Without wanting to jinx New York Red Bulls in any way, the fact is that the club have already equalled last season's wins total, with five already in 2010. And that after just six games. In fact, it's New York's best ever start, helping them to top spot with 15 points from six games.

However, a look behind the numbers shows New York had only outscored their opponents by eight goals to four, pointing to the fact that all the club's six games so far have been tight. Their biggest win was just 2-0, and their solitary defeat came by the same score. The other four games were decided by just a single goal.

New York Red Bulls also took their excellent start into the US Open Cup, as Conor Chinn bagged a pair of goals when they handed Philadelphia Union a 2-1 loss in the tournament's opening round.

All in all it seems as if Hans Backe's side are scoring at timely moments in games, especially through Juan Pablo Angel, with the Colombian striker having four to his name at the time of writing. At the back too their defence and goalkeeper, Bouna Coundoul, are keeping things tight and helping the few goals they do score to be enough.

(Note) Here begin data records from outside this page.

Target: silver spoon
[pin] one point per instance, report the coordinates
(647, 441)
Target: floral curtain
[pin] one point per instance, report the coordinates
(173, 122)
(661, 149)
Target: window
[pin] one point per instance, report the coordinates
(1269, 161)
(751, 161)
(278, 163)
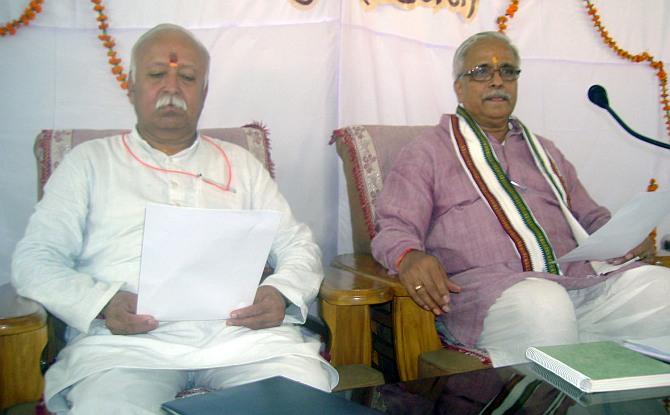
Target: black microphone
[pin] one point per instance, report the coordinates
(598, 96)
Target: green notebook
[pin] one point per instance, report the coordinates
(601, 366)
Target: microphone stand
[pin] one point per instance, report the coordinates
(598, 96)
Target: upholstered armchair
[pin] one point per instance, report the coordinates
(24, 325)
(394, 333)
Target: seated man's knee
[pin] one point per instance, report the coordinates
(537, 303)
(125, 391)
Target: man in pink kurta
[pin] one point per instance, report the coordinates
(450, 251)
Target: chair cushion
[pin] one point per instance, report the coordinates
(52, 145)
(367, 153)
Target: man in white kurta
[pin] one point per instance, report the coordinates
(80, 256)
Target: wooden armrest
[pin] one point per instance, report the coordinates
(23, 335)
(345, 300)
(365, 266)
(341, 287)
(662, 260)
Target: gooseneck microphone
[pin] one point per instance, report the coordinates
(598, 96)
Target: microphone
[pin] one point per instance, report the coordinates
(598, 95)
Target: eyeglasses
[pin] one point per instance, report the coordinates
(485, 72)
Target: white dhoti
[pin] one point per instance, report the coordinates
(537, 312)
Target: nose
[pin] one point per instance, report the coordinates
(496, 79)
(171, 80)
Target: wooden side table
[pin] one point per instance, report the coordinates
(23, 336)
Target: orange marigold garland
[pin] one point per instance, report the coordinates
(509, 14)
(33, 9)
(657, 65)
(109, 43)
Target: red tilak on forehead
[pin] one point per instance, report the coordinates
(173, 60)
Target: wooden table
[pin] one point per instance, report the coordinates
(23, 336)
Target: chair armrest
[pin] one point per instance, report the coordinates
(413, 327)
(23, 335)
(366, 268)
(341, 287)
(663, 260)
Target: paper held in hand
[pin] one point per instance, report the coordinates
(601, 366)
(201, 264)
(627, 228)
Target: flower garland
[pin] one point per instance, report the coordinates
(509, 14)
(109, 43)
(657, 65)
(33, 9)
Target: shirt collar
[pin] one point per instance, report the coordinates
(139, 143)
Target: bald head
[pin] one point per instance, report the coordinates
(158, 30)
(464, 49)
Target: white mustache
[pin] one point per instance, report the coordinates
(173, 100)
(498, 94)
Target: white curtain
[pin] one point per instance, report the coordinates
(306, 71)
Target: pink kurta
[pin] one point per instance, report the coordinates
(428, 203)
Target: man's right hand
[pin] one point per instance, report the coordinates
(426, 282)
(121, 318)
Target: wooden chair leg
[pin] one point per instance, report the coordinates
(350, 333)
(414, 333)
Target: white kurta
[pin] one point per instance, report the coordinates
(83, 244)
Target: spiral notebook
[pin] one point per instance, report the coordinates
(601, 366)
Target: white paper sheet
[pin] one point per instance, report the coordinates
(627, 228)
(658, 347)
(201, 264)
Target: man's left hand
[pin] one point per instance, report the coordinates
(268, 310)
(645, 252)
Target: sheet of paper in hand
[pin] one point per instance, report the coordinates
(201, 264)
(627, 228)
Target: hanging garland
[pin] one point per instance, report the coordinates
(509, 14)
(33, 9)
(657, 65)
(109, 43)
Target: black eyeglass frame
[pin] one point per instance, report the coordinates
(513, 75)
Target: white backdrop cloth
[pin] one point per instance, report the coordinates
(306, 71)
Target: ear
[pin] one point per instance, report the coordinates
(131, 90)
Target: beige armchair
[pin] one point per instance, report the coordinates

So what exactly has turned the team's fortunes around over the off-season?

A few new players have joined the squad, including two 33-year-olds in the shape of Welsh international midfielder Carl Robinson and goalkeeper Greg Sutton – both were snapped up from Toronto FC. Estonian midfielder Joel Lindpere was also added from Norwegian side Tromso and defender Chris Albright joined from New England Revolution. The club also cleared the decks by shipping out goalkeeper Danny Cepero, defenders Carlos Johnson and Walter Garcia, along with midfielder Matthew Mbuta over the winter.

Also in the mix is a new coach, as former Notts County manager Hans Backe was brought to the club in January. 57-year-old Backe took over from Juan Carlos Osorio, who left half way through last season. The Swedish coach has a strong CV having coached FC Copenhagen in Denmark, – picking up four league titles – Greek giants Panathinaikos and Austrian side SV Salzburg.

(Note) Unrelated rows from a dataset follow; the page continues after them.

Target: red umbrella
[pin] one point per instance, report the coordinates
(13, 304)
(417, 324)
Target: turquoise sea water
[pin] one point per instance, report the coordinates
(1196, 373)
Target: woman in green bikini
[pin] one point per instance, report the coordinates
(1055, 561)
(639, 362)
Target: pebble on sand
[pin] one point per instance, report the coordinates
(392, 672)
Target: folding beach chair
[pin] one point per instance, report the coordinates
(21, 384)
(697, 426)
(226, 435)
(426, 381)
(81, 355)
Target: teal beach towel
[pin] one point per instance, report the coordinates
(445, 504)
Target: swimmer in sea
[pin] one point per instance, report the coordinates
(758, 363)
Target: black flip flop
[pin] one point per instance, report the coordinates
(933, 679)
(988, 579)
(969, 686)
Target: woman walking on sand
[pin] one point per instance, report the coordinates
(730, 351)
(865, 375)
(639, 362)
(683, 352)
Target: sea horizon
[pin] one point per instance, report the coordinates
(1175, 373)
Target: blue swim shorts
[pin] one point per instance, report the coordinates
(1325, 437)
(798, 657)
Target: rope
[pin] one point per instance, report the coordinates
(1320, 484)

Perhaps though Red Bulls don't owe their success just to the human touch. Maybe the only thing they needed to jolt them out of their misery and inspire them was a new $200M stadium, which they moved into in time for the new season. The new soccer-specific stadium in nearby Harrison, New Jersey, holds 25,000 and is widely regarded as one of the league's best. Improved surroundings have translated to improved performances. All that is needed now is more fans.

The club's faithful haven't really jumped back on the Red Bulls' bandwagon yet and Backe's men haven't been attracting the amount of supporters they hoped for. The stadium-opener was, as expected, sold out, but the two league games after that averaged around 15,000. The US Open Cup meeting with Philadelphia was much worse, drawing just over 3,000.
While nobody other than Angel, and perhaps Coundoul, who has proven to be a very athletic goalkeeper, have really stood out so far this season, the rest of the players have developed into a team, a cohesive unit that's getting the job done. They might be going about it in an unspectacular fashion, but the results are starting to add up.

The former Aston Villa striker reaffirmed this point of view when stating: “It's phenomenal that we're getting the results, but there's a lot of work to do and a lot of improvement to be made. But in every aspect of the game, we're a much better team than we were last year.”

Maybe the real reason for New York's dramatic turnaround is a lot simpler than many people have thought. It could well be that last year's doormats are starting to get a few lucky breaks along the way. They might get outplayed in games this season, just the same as last year, but still come out of them with a result. And results are what count in MLS, especially to Red Bulls fans.